Ayine-i Sübhan = Allah'ı gösteren ayna.

(1) = "Âdem çamur halindeyken" Hadis.

(2) = Mutlutuk ülkesi padişahı değil mi ?

(3) = Cenabı Hak, âyetinde "Nurumdan yaratıldın" demiştir.

Tibyan = İzahlı teftir, açık anlatma.

(4) = "Ruhumdan üfürdüm" Hicr; 29, Sad;72.

Sûcud = Secde.

Bab-ı rızâ = Rıza kapısı.

Derban = Kapıcı.

Bâr-ı girân = Ağır yük.

Semm-i mâr = Yılan zehri.

Fitne-i devrân = Dünya fitnesi, zamanın fitnesi.

(5) = "Korku yoktur" âyeti ile sevinçli değil mi?

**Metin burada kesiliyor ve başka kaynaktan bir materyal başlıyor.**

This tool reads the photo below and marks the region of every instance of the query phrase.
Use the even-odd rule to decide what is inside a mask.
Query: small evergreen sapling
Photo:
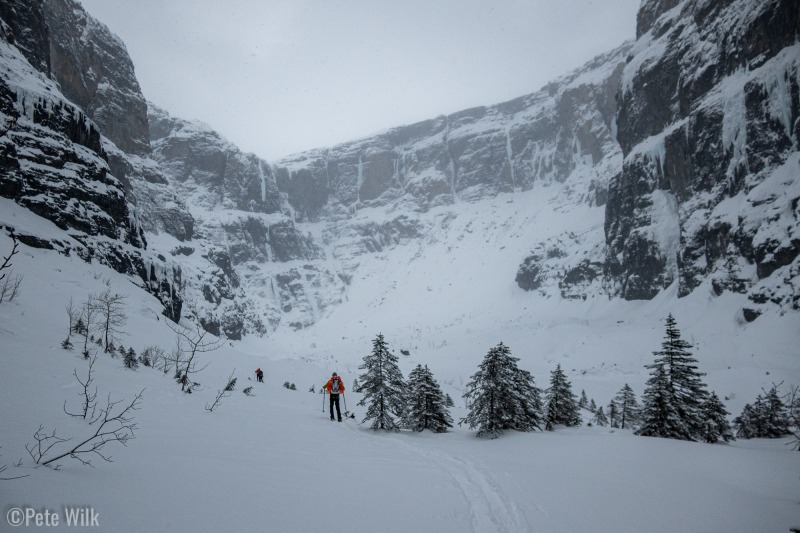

(6) = Muhammed Mustafa'nın inci sözleriyle.

Dürerbâr = İnci saçan.

Çâr-ı yâr = Dört halife.

Muttasıl = Bitişik, alâkalı.

El-ân = Şimdi, hâlâ, şu anda, henüz.

Men Aref = 'Nefsini bilen Allah'ını bilir' hadisi.

Gavvas = Dalgıç.

(7) = Avı inci ile mercan değil mi.

Meta' = Mal, alınıp satılacak şey.

Bahâ = Değer, kıymet, bedel.

Mağrur = Gururlu.

Server-i hûbân = Güzelliklerin reisi.

Gulâm = Esir, köle.

Bârân = Yağmur.

Nâr-ı muhabbet = Muhabbet ateşi.

Derun = İç.

Tuhfe-i canan = Sevgilinin armağanı.